Cyprus followed, and then Jaffa, and from Jaffa they crossed the mountains to Jerusalem. Disraeli was not given to veneration, but if he venerated anything it was the genius and destiny of his own race. Even the Holy City could not transport him out of himself, but it affected him more than anything which he had ever seen in his life. The elaborate but artificial account of his impressions, which is to be read in ‘Tancred,’ is a recollection of what he wrote to his sister about twenty years before.

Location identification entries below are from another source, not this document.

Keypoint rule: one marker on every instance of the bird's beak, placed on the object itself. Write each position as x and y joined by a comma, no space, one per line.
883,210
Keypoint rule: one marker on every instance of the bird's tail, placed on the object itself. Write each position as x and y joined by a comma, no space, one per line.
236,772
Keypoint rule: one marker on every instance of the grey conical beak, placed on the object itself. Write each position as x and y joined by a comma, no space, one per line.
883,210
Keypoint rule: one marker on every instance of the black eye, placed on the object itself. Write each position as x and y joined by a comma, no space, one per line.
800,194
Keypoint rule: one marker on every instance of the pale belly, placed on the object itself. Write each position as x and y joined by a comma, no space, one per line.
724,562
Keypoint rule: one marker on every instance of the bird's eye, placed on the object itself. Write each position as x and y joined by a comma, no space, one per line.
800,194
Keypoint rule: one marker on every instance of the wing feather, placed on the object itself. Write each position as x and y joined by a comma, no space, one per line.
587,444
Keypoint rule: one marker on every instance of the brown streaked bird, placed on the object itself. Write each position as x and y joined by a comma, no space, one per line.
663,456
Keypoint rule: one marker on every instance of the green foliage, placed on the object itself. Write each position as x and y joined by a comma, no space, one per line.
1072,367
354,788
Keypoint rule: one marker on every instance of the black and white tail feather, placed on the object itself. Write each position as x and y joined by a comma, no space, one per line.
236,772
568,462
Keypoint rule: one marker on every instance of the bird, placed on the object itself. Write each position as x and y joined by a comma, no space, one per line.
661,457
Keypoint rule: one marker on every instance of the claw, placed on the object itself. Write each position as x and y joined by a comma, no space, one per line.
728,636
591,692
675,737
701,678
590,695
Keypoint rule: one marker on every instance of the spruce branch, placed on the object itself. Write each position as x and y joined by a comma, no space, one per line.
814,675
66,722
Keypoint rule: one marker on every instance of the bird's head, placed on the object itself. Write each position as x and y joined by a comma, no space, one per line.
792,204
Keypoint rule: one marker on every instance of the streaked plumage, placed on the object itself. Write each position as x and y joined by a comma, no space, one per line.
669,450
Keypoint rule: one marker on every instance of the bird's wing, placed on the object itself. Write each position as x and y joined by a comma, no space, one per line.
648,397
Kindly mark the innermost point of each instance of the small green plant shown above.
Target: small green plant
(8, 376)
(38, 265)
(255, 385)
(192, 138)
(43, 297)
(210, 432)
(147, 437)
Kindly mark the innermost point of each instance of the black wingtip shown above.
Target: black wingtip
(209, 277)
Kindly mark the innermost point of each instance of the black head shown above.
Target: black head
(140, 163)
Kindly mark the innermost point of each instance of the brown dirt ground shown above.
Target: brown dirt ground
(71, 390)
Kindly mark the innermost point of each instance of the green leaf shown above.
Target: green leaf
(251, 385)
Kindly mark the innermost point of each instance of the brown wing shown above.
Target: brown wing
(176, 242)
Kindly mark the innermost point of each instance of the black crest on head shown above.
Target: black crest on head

‘From Jaffa, a party of six, well mounted and armed, we departed for Jerusalem, and crossed the plain of Ramle, vast and fertile. Ramle—the ancient Arimathea—is the model of one’s idea of a beautiful Syrian village—all the houses isolated and each surrounded by palm trees; the meadows and the exterior of the village covered with olive trees, or divided by rich plantations of Indian fig.... Next day, at length, after crossing a vast hill, we saw the Holy City. I will describe it to you from the Mount of Olives. This is a high hill, still partially covered with the tree which gives it its name. Jerusalem is situated upon an opposite height which descends as a steep ravine and forms, with the assistance of the Mount of Olives, the narrow valley of Jehosaphat. Jerusalem is entirely surrounded by an old feudal wall, with towers and gates of the time of the crusaders, and in perfect preservation. As the town is built upon a hill you can from the opposite height discern the roof of almost every house. In the front is the magnificent mosque built upon the site of the Temple. A variety of domes and towers rise in all directions. The houses are of bright stone. I was thunderstruck. I saw before me apparently a gorgeous city. Nothing can be conceived more wild and terrible and barren than the surrounding scenery, dark, strong, and severe; but the ground is thrown about in such picturesque undulation that the mind [being] full of the sublime, not the beautiful, rich and waving woods and sparkling cultivation would be misplaced.